NAPLAN WASTE

brain 1So there have been no significant gains in student results this year.

So what?

Can we measure the more intangible but more important outcomes with tests?

E.g.

  • Curiosity and wonder about the world
  • Formulation of ideas, dreams and goals
  • Ability to socialise and communicate
  • Determination to overcome difficulties
  • Fresh, creative writing
  • Ability to think logically and problem solve
  • Children’s ability to empathise with others and ability to manage their own strong feelings
  • A feeling of self-worth and optimism?

Of course we can’t! You need careful observations and skilled teachers and parents to identify the above qualities.

All teachers know how important the above outcomes are to children’s lives and yet we concentrate on such a narrow band of abilities.

Why do we think education is always about measurable results?

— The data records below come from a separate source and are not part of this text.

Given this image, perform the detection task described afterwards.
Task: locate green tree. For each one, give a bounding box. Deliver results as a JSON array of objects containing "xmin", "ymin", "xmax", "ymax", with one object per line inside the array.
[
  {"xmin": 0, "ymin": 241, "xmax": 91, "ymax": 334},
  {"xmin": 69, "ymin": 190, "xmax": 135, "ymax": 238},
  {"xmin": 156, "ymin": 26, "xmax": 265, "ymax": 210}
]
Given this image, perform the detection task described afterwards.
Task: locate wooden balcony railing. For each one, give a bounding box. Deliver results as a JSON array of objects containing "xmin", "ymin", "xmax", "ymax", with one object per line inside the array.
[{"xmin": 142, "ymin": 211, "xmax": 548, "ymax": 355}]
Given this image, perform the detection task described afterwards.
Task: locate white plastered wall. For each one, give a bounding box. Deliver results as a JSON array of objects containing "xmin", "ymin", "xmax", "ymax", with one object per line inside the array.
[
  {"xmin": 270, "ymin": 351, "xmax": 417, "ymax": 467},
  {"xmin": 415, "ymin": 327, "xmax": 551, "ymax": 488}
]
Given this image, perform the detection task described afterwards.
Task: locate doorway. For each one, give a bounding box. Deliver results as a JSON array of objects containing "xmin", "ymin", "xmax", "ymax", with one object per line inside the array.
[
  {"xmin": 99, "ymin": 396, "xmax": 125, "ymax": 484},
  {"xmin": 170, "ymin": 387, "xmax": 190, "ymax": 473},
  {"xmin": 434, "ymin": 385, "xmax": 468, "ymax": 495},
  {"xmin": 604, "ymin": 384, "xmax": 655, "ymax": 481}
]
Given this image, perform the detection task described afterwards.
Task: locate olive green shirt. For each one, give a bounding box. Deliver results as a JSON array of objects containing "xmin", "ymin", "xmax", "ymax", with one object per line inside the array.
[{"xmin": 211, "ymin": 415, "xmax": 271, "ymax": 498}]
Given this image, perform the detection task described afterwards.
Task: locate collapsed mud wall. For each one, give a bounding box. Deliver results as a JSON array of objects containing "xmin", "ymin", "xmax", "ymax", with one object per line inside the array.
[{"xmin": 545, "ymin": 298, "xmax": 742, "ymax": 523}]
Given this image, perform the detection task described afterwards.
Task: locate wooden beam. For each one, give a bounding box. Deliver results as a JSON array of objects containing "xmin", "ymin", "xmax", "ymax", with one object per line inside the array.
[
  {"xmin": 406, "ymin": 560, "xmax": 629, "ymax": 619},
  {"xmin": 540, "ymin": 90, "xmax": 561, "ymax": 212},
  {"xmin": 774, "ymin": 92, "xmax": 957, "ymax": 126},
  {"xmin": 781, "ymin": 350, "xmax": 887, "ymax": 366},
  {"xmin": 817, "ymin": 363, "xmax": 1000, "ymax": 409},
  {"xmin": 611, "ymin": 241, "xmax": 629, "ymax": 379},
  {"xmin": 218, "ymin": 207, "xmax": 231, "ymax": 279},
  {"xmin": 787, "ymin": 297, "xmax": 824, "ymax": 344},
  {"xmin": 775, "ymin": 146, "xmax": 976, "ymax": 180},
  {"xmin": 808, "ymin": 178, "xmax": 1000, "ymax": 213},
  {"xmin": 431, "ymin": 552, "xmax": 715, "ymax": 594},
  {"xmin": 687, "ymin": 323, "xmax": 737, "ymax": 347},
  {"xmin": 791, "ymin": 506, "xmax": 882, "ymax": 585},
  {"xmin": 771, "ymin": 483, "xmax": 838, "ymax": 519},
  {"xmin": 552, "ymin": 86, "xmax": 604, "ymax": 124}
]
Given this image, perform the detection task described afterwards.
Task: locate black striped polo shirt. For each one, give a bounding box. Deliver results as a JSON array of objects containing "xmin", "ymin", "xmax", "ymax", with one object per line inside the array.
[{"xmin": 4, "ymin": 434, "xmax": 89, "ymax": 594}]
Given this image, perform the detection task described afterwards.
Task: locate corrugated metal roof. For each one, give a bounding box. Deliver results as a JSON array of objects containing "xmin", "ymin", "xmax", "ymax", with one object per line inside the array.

Why are we so scared of aspects of education we cannot pin down?

A good education is so much more than the results in the areas that NAPLAN measures.

Once again, children are being likened to machines that just need information rammed in tightly.

NAPLAN completely ignores the fact that children have at least 8 intelligences. Children who lack skills in maths and literacy feel like complete failures.

We see children with amazing art ability and aptitude for thinking deeply and logically. We see children who know so much about science and have “out of the box” ideas for helping our environment. These kids are still consigned to the rubbish heap.

We have not come very far!

So many years and so little progress!

“Now, what I want is Facts. Teach these boys and girls nothing but Facts. Facts alone are wanted in life. Plant nothing else, and root out everything else. You can only form the minds of reasoning animals upon Facts; nothing else will ever be of any service to them.”
― Charles Dickens, Hard Times

The money spent on the development and administration of NAPLAN could so easily have been provided to schools for extra teachers, resources and ongoing professional development of teachers. That would have contributed to long lasting benefits for all Australian children!

Charles Dickens had it right- “There is a wisdom of the head, and… there is a wisdom of the heart.” – Hard Times

Hard Times ahead for education if we don’t get our heads out of the sand and stop applying flawed pedagogical principles to the education process!